The Hawthorne Legacy (The Inheritance Games #2)(80)
My heart skipped a beat, then made up for it. “Answer it,” I told Grayson, pulling my hand back from his.
Grayson did as I’d asked. “We’re on our way back to the plane,” he told Jameson.
He’ll want to know what I found. I knew that, knew Jameson. I held up the small metal disk that Jackson Currie had given me. “This is what Toby left with Jackson.” Grayson stared at it, then switched Jameson over to a video chat, so he could see it, too.
“What do you think this is?” I asked. The disk was gold and maybe an inch in diameter. It looked like some kind of a coin, but not any I’d seen before, its surface engraved with nine concentric circles on one side and smooth on the other.
“It doesn’t look like it’s worth much,” Jameson commented. “But in this family, that means nothing.” The sound of his voice did something to me—something it shouldn’t have done. Something it wouldn’t have done before I’d read my mother’s postcards.
Close your eyes, I could hear Max telling me. Who’s there?
“We’re incoming,” Oren announced curtly—to whom, I wasn’t sure. “Sweep the plane.”
When we arrived at the airstrip, he opened my door, and I got three escorts to the plane. Behind me, Grayson had switched the phone off video, but he was still on the line with Jameson.
My mind was full with images of them both—and with the words my mother had written to Toby.
The night air was cold and getting colder. As I walked toward the jet, a brutal wind picked up, then gave way to sudden and utter stillness. I heard a single, high-pitched beep, and the world exploded. Into fire. Into nothing.
CHAPTER 76
Everything hurt. I couldn’t hear. I couldn’t see. When blurred images finally began to form, all I saw was fire. Fire and Grayson, standing a hundred feet away from me.
I waited for him to come running.
I waited.
I waited.
He didn’t.
And then, there was nothing.
The world around me was dark, and then there was a voice. “Let’s play a game.”

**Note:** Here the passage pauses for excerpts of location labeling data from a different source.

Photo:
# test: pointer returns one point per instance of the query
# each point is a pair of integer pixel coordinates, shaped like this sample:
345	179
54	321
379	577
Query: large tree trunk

I couldn’t tell if I was standing up or lying down. I couldn’t feel my body.
“I have a secret.”
If I had eyes, I opened them. Or maybe they were already open? Either way, I did something, and the world was flooded with light.
“I’m tired of playing,” I told my mom.
“I know, baby.”
“I’m so tired,” I said.
“I know. But I have a secret, Avery, and you have to play—just one more time, just for me. Okay, baby? You can’t let go.”
I heard a long and distant beep. Lightning tore through my body. “Clear!” a voice yelled.
“Come on, Avery,” my mom whispered. “I have a secret.…”
Another round of lightning tore through me. “Clear!”
I wanted to stop breathing. I wanted to go where the lightning and the fire and the pain couldn’t touch me.
“You have to fight,” my mom said. “You have to hang on.”
“You’re not real,” I whispered. “You’re dead. So either this is a dream, and you’re not even here, or I’m…”
Dead, too.
CHAPTER 77
I dreamed that I was running through the halls of Hawthorne House. I hit a staircase, and at the bottom, I saw a dead girl. At first, I thought it was Emily Laughlin, but then I got closer—and I realized it was me.
I was standing at the edge of the ocean. Every time a wave crested and came toward me, I thought that it would swallow me whole. I was ready for it to swallow me whole.
But each time, as the darkness beckoned, I heard a voice: Jameson Winchester Hawthorne.
“You son of a bitch.” The words cut through the darkness in a way that nothing else had since I’d been here. The voice was Jameson’s again, but louder this time, sharper, like the edge of a knife. “She was dying, and you just stood there! And don’t tell me it was shock.”
I tried to open my eyes. I tried—but I couldn’t.
“You would know, Jamie, about standing there and watching someone die.”
“Emily. It always comes back to Emily with you.”
I wanted to tell them that I could hear them, but I couldn’t move my mouth. Everything was dark. Everything hurt.
“You know what I think, Gray? I think the whole martyr act was a lie you told yourself. I don’t think you stepped back from Avery for my sake. I think you needed an excuse to draw a line so you could stay safe on the other side.”
“You don’t know what you’re talking about.”
“You can’t let go. You couldn’t when Emily was alive, no matter what she did, and you can’t now.”
“Are you done?” Grayson was yelling now.
“Avery was dying, and you couldn’t run toward her.”
“What do you want from me, Jamie?”
“You think I didn’t fight the same fight? I halfway convinced myself that as long as Avery was just a riddle or a puzzle, as long as I was just playing, I’d be fine. Well, joke’s on me, because somewhere along the way, I stopped playing.”